In the WashU lab of Kerry Kornfeld, my job was to model the worm’s physiology and life cycle based on individual measurements of their growth, food consumption, maturation, dauering, egg-laying, and death. My computer model aggregates the worms’ individual behavior to predict population growth and population crash in a test tube where food (bacteria) is added on any given schedule. In our first published paper, we reported good agreement between the model and population curves as measured with worm counting software. 

But there was one persistent disparity between the predicted population curve and the lab results. With daily feeding, the computer model predicts that population should reach a peak on the 10th day, before declining precipitously and then leveling off with smaller oscillations. But in the lab, the worm population peaked on the 13th day, a lower peak followed by a less calamitous decline.

Secretly, I was delighted. We had been working on this project since 2014, and I had predicted at the beginning that our most significant discovery would be finding that we could not accurately model the worm population without including pheromone communication in the model. I created and refined a computer model for the WashU team that had only individual worm behaviors. But on the side, for my own curiosity, I was adding a parameter that controlled worm communication mediated via pheromones. 

I tested the bare model (no pheromones) by varying parameters within the experimental range and beyond, but the time to the first population peak was very insensitive to all my parameters. This is because the population is increasing exponentially, so between the 10th and the 13th day, the population explodes by almost 100x. 

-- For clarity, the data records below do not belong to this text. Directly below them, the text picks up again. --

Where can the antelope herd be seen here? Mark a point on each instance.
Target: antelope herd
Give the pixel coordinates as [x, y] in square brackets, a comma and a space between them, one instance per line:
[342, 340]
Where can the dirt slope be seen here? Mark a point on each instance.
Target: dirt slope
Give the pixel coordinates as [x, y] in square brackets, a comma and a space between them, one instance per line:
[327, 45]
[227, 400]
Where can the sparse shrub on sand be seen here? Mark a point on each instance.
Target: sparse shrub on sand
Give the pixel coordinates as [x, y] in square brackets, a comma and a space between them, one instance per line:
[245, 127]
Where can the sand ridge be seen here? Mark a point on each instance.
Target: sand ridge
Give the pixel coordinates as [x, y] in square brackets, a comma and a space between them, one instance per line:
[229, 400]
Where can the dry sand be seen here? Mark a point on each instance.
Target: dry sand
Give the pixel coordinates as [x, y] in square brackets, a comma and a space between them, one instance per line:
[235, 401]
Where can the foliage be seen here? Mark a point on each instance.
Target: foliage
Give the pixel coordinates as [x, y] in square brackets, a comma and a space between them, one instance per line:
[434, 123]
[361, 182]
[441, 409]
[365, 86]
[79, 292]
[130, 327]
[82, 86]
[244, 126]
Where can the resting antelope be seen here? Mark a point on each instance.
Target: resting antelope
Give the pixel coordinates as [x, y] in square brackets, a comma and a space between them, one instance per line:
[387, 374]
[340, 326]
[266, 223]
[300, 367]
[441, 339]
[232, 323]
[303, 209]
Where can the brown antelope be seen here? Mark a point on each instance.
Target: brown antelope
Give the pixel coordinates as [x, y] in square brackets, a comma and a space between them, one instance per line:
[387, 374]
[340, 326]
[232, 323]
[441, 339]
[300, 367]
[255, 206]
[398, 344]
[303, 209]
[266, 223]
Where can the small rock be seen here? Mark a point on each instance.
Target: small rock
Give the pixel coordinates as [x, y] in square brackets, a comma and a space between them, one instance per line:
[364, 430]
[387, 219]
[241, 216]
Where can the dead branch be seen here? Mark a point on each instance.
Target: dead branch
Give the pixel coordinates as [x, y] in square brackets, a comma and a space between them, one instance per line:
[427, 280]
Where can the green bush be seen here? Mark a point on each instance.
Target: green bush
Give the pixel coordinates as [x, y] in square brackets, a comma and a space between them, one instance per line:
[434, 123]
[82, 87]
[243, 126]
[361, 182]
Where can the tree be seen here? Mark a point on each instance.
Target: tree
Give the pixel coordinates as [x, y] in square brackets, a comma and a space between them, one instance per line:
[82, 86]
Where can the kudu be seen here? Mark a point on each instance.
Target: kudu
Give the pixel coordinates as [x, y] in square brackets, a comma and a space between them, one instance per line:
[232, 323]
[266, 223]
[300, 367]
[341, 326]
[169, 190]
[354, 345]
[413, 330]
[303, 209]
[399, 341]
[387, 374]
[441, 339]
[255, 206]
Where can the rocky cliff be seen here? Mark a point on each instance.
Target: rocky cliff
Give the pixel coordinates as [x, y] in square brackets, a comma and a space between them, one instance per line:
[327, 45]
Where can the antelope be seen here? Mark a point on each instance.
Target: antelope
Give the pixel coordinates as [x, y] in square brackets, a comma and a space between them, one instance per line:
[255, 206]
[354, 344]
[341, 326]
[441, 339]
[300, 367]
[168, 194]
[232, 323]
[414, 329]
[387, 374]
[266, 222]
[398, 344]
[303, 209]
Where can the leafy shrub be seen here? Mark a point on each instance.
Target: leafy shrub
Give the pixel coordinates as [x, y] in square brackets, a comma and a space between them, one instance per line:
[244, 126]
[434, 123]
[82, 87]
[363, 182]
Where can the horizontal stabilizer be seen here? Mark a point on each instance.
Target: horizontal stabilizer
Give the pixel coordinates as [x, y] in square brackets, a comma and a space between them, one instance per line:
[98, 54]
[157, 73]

But one change in the model that is capable of reproducing lab results is to increase the probability of dauering as the population matures. This is indirect but tantalizing evidence that the old worms really are sending a chemical signal that warns the young larvae not to try to grow to maturity, but to dauer instead.

My theory and why it is significant

Chemical signals from the grandmother worms alert a late generation of larvae that they should not try to grow up, but go into suspended animation. This softens the incipient population crash and assures a bumper harvest of dauers that spread through the neighborhood in search of a new home.

My hypothesis is that populations are evolved for homeostasis, to avoid population overshoot and crashes that can lead to extinction. Roundworms in nature are subject to highly variable food availability, and they are highly adapted to protect against population crashes. 

The “selfish gene” model is still the prevailing paradigm in academic evolution. It is difficult to understand post-reproductive lifespan within this paradigm. If confirmed, this would be an example of an adaptation at the population level in which individuals cooperate to guard against extinction of the community. There is an established communication system, even in this primitive animal, explicitly for this collective purpose.